Now this is not exciting because of the absolute energy released — that was small, only enough to boil two or three kettles. And it’s not even exciting because of any new physics: fusion experts have long argued that you just need a hammer of a certain size to make the thing “go”, and NIF has obliged by upping the input laser energy considerably. (That said, the physical precision behind this machine is astonishing: as little as a 0.1% error in the timing of the laser energy can degrade the conditions needed for fusion by as much as 50%.)

No, this is exciting because it’s the first scientific proof that fusion can produce more energy out than is put in, also known as “net energy gain”. If the numbers check out, the experiment generated 54% more energy than was put into it. Releasing energy through fusion reactions isn’t unusual in the wider universe: the sun produces 4bn kilograms’ worth of pure energy from fusion reactions every single second. But, despite decades of hopes pinned on fusion as a clean and plentiful energy source on Earth, no one has ever shown it can release more energy than is needed to set it off – pretty fundamental for a power source. That is, until now.

Engineers work outside the structure where the array of lasers at the NIF; the dome is 10m in diameter, an has inputs for over 100 laser beams.
Engineers work outside the structure where the array of lasers at the NIF; the dome is 10m in diameter, an has inputs for over 100 laser beams. Photograph: David Butow/Corbis/Getty Images

What does it all mean? As ice and snow grip the UK, I hardly need say why energy is a good thing. It makes our lives better in a million and one ways. As a planet, we need a lot more of it. Nuclear fission and renewables are absolutely part of that story, but if the technology can be perfected, fusion offers carbon-free energy for everyone on the planet for thousands, probably millions, of years. It doesn’t create long-lived radioactive waste, and there’s no chance of meltdowns such as those at Chornobyl and Fukushima. Fusion would complement renewables by providing baseload energy, rain or shine, while taking up little precious land. So the prize is big – which is why scientists and engineers have stuck with it for decades.

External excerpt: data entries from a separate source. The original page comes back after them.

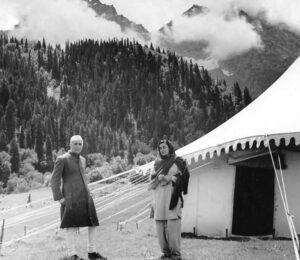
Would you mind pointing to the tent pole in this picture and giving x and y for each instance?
(289, 220)
(287, 205)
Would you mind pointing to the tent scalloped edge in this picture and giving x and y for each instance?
(254, 140)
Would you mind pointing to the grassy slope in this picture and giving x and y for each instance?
(137, 244)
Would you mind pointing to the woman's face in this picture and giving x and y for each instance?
(164, 149)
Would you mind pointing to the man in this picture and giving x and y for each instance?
(77, 205)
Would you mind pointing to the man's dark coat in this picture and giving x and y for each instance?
(68, 181)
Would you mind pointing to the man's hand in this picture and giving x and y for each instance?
(62, 201)
(174, 179)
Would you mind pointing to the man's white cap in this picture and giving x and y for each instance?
(76, 138)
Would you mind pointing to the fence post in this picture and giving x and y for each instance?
(2, 234)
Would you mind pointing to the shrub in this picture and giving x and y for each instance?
(17, 185)
(142, 159)
(118, 165)
(34, 176)
(22, 186)
(95, 159)
(142, 147)
(104, 171)
(12, 183)
(28, 156)
(95, 175)
(25, 168)
(47, 179)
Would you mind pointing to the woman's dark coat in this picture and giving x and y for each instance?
(68, 181)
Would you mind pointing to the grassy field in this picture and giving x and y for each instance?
(129, 243)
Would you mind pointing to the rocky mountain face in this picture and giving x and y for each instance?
(109, 13)
(256, 69)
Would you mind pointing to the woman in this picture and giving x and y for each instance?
(169, 180)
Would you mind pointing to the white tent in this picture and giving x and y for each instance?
(211, 205)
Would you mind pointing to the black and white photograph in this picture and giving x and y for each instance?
(149, 129)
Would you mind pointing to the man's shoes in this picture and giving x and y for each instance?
(74, 257)
(96, 256)
(177, 258)
(164, 257)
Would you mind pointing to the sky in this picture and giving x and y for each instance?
(225, 32)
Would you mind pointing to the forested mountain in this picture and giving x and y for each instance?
(119, 95)
(256, 68)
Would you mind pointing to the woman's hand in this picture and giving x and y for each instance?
(62, 201)
(161, 178)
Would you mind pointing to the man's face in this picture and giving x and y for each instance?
(164, 149)
(76, 146)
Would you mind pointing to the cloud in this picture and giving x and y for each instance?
(57, 21)
(153, 14)
(275, 11)
(224, 37)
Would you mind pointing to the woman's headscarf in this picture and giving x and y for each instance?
(162, 166)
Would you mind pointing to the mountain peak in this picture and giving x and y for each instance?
(196, 10)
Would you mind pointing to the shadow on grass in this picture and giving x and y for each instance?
(231, 238)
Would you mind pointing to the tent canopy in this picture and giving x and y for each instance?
(275, 113)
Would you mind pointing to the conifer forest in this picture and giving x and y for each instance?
(119, 95)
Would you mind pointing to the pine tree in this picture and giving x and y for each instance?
(49, 157)
(10, 119)
(22, 138)
(15, 157)
(39, 141)
(28, 136)
(247, 97)
(3, 142)
(4, 94)
(5, 167)
(27, 113)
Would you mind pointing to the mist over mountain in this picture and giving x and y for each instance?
(109, 13)
(256, 67)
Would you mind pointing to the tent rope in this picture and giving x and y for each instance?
(285, 202)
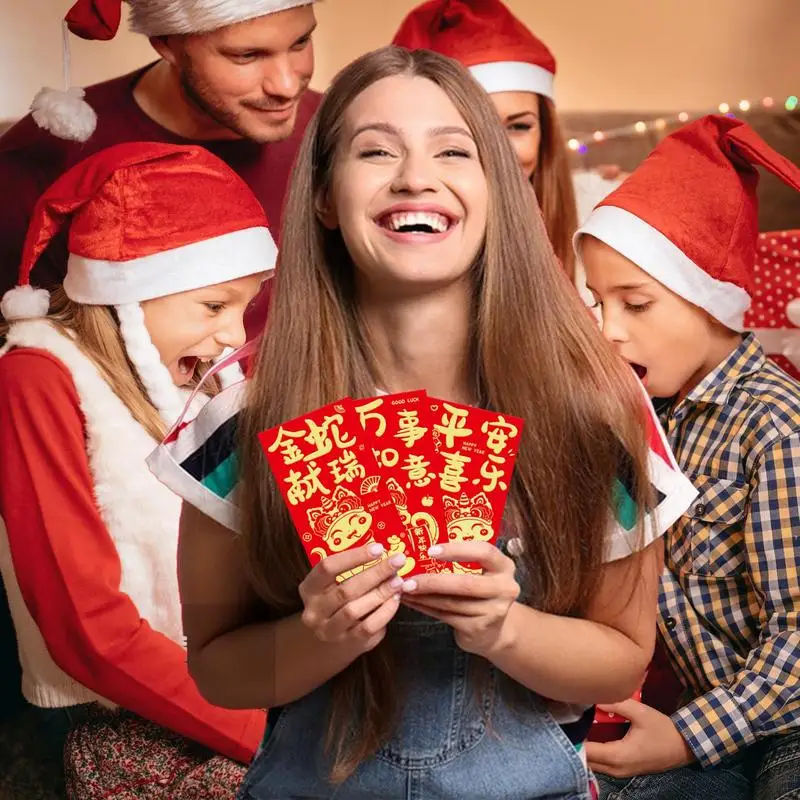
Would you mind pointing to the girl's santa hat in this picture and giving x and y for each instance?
(145, 220)
(688, 215)
(500, 52)
(65, 113)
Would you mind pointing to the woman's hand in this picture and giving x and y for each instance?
(475, 606)
(357, 610)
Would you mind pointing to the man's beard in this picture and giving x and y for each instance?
(198, 95)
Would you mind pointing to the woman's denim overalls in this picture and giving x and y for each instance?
(442, 748)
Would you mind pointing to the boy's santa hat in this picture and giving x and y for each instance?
(500, 52)
(688, 215)
(145, 220)
(65, 113)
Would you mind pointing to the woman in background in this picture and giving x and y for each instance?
(518, 71)
(414, 258)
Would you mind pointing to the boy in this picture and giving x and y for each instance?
(667, 257)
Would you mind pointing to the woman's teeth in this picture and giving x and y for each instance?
(419, 221)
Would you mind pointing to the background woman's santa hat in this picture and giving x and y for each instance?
(500, 52)
(145, 220)
(688, 215)
(65, 113)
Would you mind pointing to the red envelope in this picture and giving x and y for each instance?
(399, 429)
(477, 450)
(610, 727)
(332, 486)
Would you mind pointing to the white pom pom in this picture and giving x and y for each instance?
(791, 348)
(25, 302)
(793, 311)
(64, 113)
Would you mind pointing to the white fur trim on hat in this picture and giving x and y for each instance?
(514, 76)
(660, 258)
(166, 17)
(25, 302)
(144, 356)
(192, 266)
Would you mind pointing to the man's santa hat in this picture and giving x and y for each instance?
(688, 215)
(500, 52)
(65, 113)
(145, 220)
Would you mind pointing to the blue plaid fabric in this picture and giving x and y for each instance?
(730, 593)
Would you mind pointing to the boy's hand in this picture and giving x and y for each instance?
(475, 606)
(652, 744)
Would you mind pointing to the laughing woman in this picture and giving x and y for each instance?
(518, 71)
(432, 686)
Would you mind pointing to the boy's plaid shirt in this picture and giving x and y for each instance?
(730, 594)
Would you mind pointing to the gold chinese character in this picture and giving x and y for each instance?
(289, 450)
(492, 473)
(302, 487)
(453, 425)
(452, 476)
(319, 436)
(365, 412)
(417, 469)
(410, 431)
(497, 437)
(387, 457)
(346, 468)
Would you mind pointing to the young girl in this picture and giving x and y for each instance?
(409, 262)
(518, 71)
(167, 248)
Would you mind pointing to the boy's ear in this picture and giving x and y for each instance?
(325, 212)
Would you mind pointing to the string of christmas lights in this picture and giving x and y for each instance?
(581, 145)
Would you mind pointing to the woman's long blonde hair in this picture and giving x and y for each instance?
(537, 354)
(552, 183)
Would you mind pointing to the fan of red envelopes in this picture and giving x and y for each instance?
(775, 313)
(405, 470)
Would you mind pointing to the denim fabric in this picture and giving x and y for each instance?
(778, 775)
(730, 780)
(452, 740)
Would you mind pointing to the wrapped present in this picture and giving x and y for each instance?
(774, 316)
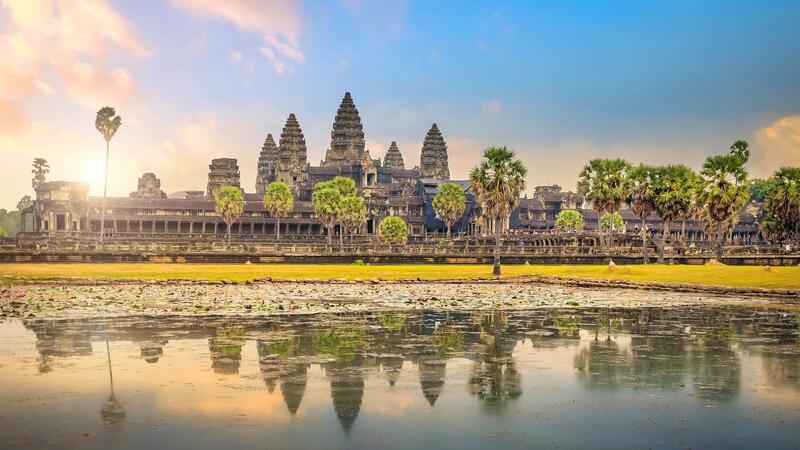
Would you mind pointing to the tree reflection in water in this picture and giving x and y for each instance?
(112, 412)
(693, 351)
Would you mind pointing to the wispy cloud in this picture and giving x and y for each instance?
(777, 145)
(491, 107)
(277, 22)
(68, 41)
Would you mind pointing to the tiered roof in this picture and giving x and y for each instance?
(433, 160)
(394, 159)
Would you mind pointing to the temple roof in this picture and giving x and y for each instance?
(433, 159)
(394, 159)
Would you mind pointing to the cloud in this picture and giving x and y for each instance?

This nuclear breakthrough is, in many ways, what every fusion scientist has been waiting for. Before this, they couldn’t even claim the scientific principle was empirical fact. That made it hard to build momentum behind turning fusion into a power source. Now, they can say “it works!”. Producing star power on Earth is no longer a dream.

Of course, that doesn’t mean fusion power that we can use is a reality yet. This is a single result on a single experiment. A commercially viable plant would need to produce 30 times energy out for energy in (30x), rather than the 1.54x seen in this experiment. Even with that magnitude of energy release, there would be engineering and economic challenges to overcome, such as firing the laser 10 times a second, rather than once a day. Gigantic lasers may not even be the best route to economical fusion power: promising alternative approaches are being explored that use magnetic fields to trap the 150mC fuel.

And when fusion pessimists say NIF hasn’t produced more energy than it took to charge the laser batteries, they’re right – but this facility was only ever meant to demonstrate scientific feasibility; no government would fund a prototype power plant without hitting this milestone first, and there’s still a long road between this experimental result and a power plant.

So this stunning achievement may not appear to bring us much closer to fusion power being available on the grid … at least, not directly. Indirectly, psychologically, the effect is akin to a trumpet to the ear: we now know fusion for energy is possible. Knowledge that fusion can work changes everything, including how willing everyone from governments to entrepreneurs will be to invest. With more resources, higher gains in energy can be pursued, and a virtuous cycle of development is now likely to be set in motion.

Nature has seen fit to make the science of nuclear fusion such that it can produce energy. Whether we now turn that fusion energy into a power source – well, that’s down to us.